I don't understand why people would only have a nice holiday as a couple but dump the kids with family. It's completely different if you take a week off together, but also spend at least a couple of weeks together as a family over the summer. No one is saying you cannot have time together as a couple, just that it's weird to completely refuse to have time as a family! If you both work full time, you really don't see them that much.

I don't understand people who leave their kids at nursery full time either. Childcare to allow you to work is one thing, a few days here and there during your annual leave whilst you go to dentist or paint your house, I can get, but pretty much never taking them off when you are at home is beyond me.

It's just very sad that parents don't want to spend time with their own kids, sometimes you wonder why they had them in the first place.

roundtable · 19/08/2016 16:07

MN is like parallel universe sometimes.

Saladfox · 19/08/2016 16:08

Some of this - looking at you, OP - reads like a competitive martyrdom festival. And some posters might also do well to try to unpick where these outpourings of guilt at being seen to do something pleasurable in which your child is not sharing are coming from...

(The only bit of the OP that baffles me is the reference to the 'obligatory airport pic' - what fresh hell is this? Photos of queues of men in ill-fitting beach shorts? Scarlet-faced people trying to cram their handluggage into one of those little airline size guide frames at the gate? Women getting frazzled because their underwired bras set off the security gate?)

MarcelineTheVampire · 19/08/2016 16:08

NewYoda oh I have plenty of willing people who would have my DD but IMO don't think it's fair to put that level of responsibility on someone else whilst they are so young. Obviously it is different when they are older but I have seen parents of children 3 months and less being left with grandparents whilst they go abroad for weeks on end.

At the end of the day, each to their own and I would never judge but I would never do it myself and I think the OP is getting a hard time is all.

SapphireStrange · 19/08/2016 16:08

you stop being a couple and become a family.

Is it not more true that, as well as being a couple, you have also become a family?

ICoriander · 19/08/2016 16:08

Thanks Marceline Smile. Only to be expected in this place.

So I obviously am in the minority. I'll happily stay there.

OP posts:
ivykaty44 · 19/08/2016 16:09

Yanbu

Why should a family holiday together? Lots of families don't get on in a confined place for a week so why do it? It's not selfish to spend 49 weeks a year with your DC and have one eek off to enjoy adult time.

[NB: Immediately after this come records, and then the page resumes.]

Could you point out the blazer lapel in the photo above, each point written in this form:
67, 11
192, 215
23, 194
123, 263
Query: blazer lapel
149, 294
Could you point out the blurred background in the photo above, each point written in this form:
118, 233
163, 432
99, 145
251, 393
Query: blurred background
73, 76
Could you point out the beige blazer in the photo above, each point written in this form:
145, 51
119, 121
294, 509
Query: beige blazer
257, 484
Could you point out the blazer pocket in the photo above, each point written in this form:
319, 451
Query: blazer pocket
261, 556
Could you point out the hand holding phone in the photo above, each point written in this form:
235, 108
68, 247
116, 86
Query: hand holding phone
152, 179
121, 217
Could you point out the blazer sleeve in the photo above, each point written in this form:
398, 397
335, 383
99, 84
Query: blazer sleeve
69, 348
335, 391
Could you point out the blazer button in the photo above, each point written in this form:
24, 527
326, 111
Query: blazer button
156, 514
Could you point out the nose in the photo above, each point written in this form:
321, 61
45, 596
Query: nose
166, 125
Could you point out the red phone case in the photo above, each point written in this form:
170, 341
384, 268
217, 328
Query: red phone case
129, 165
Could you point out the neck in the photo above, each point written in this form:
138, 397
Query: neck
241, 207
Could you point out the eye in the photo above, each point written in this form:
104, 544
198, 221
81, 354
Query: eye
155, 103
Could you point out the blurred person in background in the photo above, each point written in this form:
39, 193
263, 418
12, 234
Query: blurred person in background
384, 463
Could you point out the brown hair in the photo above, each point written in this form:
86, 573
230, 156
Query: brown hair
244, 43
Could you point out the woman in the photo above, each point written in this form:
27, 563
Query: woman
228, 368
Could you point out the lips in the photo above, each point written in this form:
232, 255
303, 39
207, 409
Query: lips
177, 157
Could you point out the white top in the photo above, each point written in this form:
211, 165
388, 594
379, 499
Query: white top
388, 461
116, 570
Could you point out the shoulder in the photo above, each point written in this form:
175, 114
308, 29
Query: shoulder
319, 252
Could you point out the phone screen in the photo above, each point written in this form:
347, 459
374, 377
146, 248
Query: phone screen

For some couples it is really important time and can keep a family working well together the rest of the year.

ICoriander · 19/08/2016 16:11

Saladfox, the obligatory airport pic is the selfie taken in the airport bar at 10am with the couple chinking glasses of wine/beer.

OP posts:
BoffinMum · 19/08/2016 16:11

We had a gallivant for three nights this year. It was ace. Although we did talk about the kids a lot of the time, and went shopping to buy them things, and clock places it would be nice to take them in the future. To be fair though, the kids get to go on holidays to, with and without us, so I think it's fair enough. It would be a bit sad if they never got to travel, I think.

maddiemookins16mum · 19/08/2016 16:11

I left DD with her Granny two years ago when we went to Greece for a friends wedding. We went for a week and it was great. She was a bit miffed I think but we decided we needed some adult time and she would hardly be traumatised for life by our decision. As it turned out, Granny took her into London to see Matilda at the theatre, took her swimming far more than I do, let her stay up late and cooked her American pancakes with maple syrup for breakfast almost daily, she had a ball.

FestiveFran · 19/08/2016 16:11

Of course you don't stop being a couple when you have children! What an odd thing to say.